Wednesday, Oct. 2 - Genetics -Darwin and Evolution
Key Terms
Ancestry – The lineage or bloodline of descendants.
Cladograms – Diagrams that show the relationships of organisms.
Evolution – Change in living organisms over long periods of time.
Charles Dawin and Evolution
In 1859, Charles Darwin published “On the Origin of Species,” which proposed the theory that all forms of life developed gradually from different, usually simpler, parent organisms. He proposed that weaker (less adaptable) members of the population died without reproducing and that the strongest members of the population survived, reproduced and passed on those traits to the next generation.
Darwin also believed that everything that ever lived on Earth descended from a single, primitive organism and that evolution is responsible for all of the changes and diversity of species. This is called the Theory of Universal Common Ancestry.
Basically UCA says a caterpillar, a dog and a human all came from one ancestor. This was hard for people to believe because there was no real way to test Darwin’s theory. Also, religious beliefs (think Adam and Eve) made people reluctant to accept Darwin’s theories. To many people at the time, what Darwin was proposing was sacrilegious.
However, scientists have developed a test to see how related all the species on earth are. In general this test supports the idea of one common organism. They don’t know what it looks like, but they believe it was a simple, one-celled organism that lived in water.

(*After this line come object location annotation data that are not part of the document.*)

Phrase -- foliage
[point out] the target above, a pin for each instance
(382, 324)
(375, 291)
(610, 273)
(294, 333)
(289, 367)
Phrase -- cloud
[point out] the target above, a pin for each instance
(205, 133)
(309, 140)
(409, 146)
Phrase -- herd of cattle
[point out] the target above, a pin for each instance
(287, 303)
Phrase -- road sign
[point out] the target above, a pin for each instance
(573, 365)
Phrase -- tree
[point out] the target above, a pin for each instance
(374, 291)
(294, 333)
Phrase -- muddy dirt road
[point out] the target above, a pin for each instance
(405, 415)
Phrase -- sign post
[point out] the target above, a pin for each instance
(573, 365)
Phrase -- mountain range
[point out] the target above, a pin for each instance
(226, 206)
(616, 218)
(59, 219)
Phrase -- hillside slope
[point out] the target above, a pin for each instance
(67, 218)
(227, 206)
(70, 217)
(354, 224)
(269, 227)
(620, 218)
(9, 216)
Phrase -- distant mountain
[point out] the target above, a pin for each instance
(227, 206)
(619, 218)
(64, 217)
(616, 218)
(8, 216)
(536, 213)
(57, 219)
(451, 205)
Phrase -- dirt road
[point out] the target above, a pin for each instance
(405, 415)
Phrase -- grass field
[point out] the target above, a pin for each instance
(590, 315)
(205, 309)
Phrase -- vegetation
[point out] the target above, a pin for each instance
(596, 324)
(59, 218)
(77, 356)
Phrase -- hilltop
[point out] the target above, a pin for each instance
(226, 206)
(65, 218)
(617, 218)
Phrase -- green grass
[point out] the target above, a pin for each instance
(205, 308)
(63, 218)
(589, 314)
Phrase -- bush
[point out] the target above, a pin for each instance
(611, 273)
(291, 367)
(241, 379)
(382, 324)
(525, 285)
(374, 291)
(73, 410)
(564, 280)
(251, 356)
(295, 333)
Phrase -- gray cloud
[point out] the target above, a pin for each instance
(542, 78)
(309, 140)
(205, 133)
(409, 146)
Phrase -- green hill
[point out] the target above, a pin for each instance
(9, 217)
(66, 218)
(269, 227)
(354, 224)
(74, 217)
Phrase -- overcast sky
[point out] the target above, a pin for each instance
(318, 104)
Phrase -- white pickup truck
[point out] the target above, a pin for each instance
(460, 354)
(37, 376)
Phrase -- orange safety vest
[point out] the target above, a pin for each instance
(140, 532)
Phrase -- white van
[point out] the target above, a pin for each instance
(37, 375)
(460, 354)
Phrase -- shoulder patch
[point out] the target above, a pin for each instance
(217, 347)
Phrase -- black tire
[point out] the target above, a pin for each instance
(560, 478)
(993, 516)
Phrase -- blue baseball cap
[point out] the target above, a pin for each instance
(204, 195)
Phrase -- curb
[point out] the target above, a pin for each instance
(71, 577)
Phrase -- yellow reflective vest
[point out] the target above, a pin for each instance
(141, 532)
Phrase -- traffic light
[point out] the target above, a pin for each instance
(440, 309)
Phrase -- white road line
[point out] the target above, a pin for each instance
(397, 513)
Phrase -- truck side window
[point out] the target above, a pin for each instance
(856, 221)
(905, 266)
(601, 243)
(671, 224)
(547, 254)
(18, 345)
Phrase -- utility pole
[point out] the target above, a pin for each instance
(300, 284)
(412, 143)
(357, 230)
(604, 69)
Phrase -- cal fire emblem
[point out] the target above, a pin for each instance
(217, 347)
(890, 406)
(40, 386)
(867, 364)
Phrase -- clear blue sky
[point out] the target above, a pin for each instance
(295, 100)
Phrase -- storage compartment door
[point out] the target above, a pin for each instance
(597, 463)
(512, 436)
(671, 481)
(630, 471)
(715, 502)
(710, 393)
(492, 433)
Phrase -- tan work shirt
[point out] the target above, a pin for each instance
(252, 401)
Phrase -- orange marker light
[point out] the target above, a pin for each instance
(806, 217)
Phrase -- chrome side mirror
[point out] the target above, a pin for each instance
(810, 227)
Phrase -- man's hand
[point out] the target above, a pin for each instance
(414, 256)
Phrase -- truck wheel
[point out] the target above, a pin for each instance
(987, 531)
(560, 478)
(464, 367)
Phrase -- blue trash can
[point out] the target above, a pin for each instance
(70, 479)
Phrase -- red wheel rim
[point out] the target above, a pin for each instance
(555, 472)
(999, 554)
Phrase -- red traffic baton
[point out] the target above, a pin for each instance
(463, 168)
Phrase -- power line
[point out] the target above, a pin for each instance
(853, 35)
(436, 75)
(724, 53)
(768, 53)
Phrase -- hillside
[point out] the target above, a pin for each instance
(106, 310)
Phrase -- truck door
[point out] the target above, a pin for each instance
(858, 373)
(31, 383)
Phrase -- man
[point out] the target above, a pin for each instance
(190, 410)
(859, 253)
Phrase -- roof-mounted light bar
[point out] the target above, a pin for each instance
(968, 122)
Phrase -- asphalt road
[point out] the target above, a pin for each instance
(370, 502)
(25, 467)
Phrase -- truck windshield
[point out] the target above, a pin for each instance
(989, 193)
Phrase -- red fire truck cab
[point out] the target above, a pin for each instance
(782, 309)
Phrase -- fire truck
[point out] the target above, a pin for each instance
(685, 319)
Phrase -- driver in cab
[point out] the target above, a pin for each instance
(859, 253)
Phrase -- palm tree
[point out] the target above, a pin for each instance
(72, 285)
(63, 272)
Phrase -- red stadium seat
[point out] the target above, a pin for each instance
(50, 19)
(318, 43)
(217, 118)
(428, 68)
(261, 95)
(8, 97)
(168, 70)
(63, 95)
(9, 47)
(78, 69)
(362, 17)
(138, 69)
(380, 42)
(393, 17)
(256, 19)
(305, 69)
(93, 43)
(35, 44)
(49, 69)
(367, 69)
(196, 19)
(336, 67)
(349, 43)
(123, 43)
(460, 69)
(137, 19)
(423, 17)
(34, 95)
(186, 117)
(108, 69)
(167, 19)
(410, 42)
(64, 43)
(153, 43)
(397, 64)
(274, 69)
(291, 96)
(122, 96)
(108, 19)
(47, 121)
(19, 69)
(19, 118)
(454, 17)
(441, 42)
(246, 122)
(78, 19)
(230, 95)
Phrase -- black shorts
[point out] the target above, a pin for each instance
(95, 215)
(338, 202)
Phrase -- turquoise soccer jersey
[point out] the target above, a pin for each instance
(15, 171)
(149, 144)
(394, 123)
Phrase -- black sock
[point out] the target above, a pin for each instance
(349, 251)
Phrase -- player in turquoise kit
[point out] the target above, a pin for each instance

In general, scientists say there are three major domains of life:
Eukarya – Humans, animals, plants, yeast
Bacteria
Archaea
Cladograms
Cladistics is the method for studying the evolutionary relationships of organisms. Organisms are organized into clades (groups) that share the same evolutionary history. So the species in one clad have more in common with each other than they do with another clad. Cladograms are diagrams that show the relationship between species and track where traits diverge over time.